Fetch million doc in seconds

Hi,

To give brief, I have an index "allreportingdataindex" (example) and it has over 7,50,000 records. Each document has about about 20 columns and about 15 columns with array values. The ES instance is installed on server and we access it over HTTP.

Now when I try to do "matchall" it takes about 17 minutes to get all data. If I only try to get 1 column of ID/number type, it takes 8 minutes. I need to fetch all the data within 5 seconds. Is this possible? What do I do?

Please help! :slight_smile:

Not sure you can do it. May be it also depends on your hardware (SSD) and the network?

But you can use:

  • the size and from parameters to display by default up to 10000 records to your users. If you want to change this limit, you can change index.max_result_window setting but be aware of the consequences (ie memory).
  • the search after feature to do deep pagination.
  • the Scroll API if you want to extract a resultset to be consumed by another tool later.

What did you do so far?

So this is basically a Reporting project, so I will need all the data upfront and pass it on client side to datatable js. I am already using scroll API and I am getting all data but my main requirement is to get it faster.

Will using SSD make big difference to performance? Also this ES instance is hosted on VM.

Please suggest some way

If you can make sure the full index fits in the OS page cache you may also see an improvement in performance.

Yes, an SSD makes a big difference.

But this data keeps updating. atleast twice a day. Also will caching this into OS page cache affect the server throughput/performance?

If you cannot cache it all you need very fast disks.

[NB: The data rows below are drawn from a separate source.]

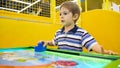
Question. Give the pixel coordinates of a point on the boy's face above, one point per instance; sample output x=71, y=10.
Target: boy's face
x=66, y=17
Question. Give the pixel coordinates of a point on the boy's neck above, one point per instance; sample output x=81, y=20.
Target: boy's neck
x=68, y=28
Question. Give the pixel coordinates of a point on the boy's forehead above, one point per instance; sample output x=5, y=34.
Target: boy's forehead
x=64, y=9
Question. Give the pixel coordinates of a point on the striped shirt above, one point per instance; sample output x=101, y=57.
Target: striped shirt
x=75, y=39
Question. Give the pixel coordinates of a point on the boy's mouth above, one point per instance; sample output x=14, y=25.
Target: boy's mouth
x=62, y=20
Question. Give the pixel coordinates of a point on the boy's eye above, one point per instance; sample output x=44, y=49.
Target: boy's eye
x=60, y=14
x=65, y=13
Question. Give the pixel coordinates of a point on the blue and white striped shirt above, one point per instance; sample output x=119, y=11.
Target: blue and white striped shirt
x=74, y=39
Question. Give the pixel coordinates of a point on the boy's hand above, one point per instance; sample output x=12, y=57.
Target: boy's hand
x=46, y=42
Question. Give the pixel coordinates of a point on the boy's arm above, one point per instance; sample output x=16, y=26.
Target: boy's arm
x=99, y=49
x=48, y=43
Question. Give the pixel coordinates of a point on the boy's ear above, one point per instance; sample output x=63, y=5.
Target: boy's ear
x=75, y=16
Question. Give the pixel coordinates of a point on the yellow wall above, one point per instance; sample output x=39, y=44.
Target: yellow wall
x=102, y=24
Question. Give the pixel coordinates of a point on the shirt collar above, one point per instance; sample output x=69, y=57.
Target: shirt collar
x=73, y=30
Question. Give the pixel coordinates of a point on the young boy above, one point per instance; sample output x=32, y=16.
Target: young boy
x=72, y=37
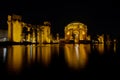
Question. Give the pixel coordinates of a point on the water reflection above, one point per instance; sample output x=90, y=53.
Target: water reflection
x=4, y=53
x=99, y=47
x=46, y=54
x=15, y=58
x=76, y=55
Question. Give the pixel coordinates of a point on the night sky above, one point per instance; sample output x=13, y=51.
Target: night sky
x=100, y=16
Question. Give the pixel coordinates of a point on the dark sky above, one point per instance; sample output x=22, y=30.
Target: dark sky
x=100, y=16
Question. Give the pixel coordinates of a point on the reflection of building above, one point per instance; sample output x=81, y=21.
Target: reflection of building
x=19, y=31
x=101, y=39
x=76, y=31
x=76, y=55
x=15, y=58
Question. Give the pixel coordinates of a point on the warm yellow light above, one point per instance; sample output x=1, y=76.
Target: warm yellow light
x=75, y=55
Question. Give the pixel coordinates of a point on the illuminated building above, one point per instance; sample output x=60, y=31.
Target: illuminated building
x=101, y=38
x=76, y=31
x=45, y=32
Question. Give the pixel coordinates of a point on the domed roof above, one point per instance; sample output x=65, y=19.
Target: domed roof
x=76, y=24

I doubt you will get down to seconds though..

Saurabh,
What is the size of data (match_all response or index) in bytes?

@Vinayak_Sapre Hi!

So the data is as below:
813 MB = 813000000 Bytes (in decimal)
813 MB = 852492288 Bytes (in binary)

Saurabh,

I did some experiments on my laptop. To put findings in context here is my setup

  1. Single node cluster with 8GB heap
  2. 20 indices / 36 shards / 15GB total data
  3. Specific index used for experiment: 2 shards / 6.5M docs / 1.37GB index size / best_compression codec / max_result_window = 1000,000
  4. Nothing else was querying / ingesting during tests

match_all query timing increase linearly with size parameter
size = 50K took 2.4 seconds
size = 100K took 4.6 seconds
size = 200K took 9.2 seconds

msearch query with 2 match_all queries with preference set to _shards:0 and _shards:1. Timing increased linearly with size. But timing remained comparable to single match_all in previous test.
size = 50K for each query, took 2.5 seconds (100K docs)
size = 100K took 5.15 seconds (200K docs)
size = 200K took 10.1 seconds (400K docs and response size 250MB)

  • With index size < 1GB, setting index.max_result_window to a high value as David suggested will reduce your round trips.
  • msearch will allow you to run multiple queries concurrently.
  • Multiple queries for msearch can be constructed by shards or scroll with slices or a natural partitioning key like timestamp
  • If you have multiple nodes in the cluster, more shards will be a better choice.
  • Instead of msearch, you can run same queries using multiple threads in your app. This will allow you to utilize multiple client nodes and client node will not have to aggregate all results.
  • Since you are fetching all fields, retrieving _source may be better than fetching 20 doc values.
2 Likes

I really don't understand why you would try and do this and I don't see any way for this to be possible. You are not using any query, simply returning a whole copy of 800 MB of data and you want it to complete in 5s. Can you actually transfer 800 MB in 5s across the network?

If you are feeding a UI, I suggest you use a scroll and the javascript loads the data bit by bit as required e.g. as the user scrolls. I can't imaging the UI wants 800 MB of data to hold in memory either. You could definitely return a 'page' of results in 5 s.

2 Likes

This topic was automatically closed 28 days after the last reply. New replies are no longer allowed.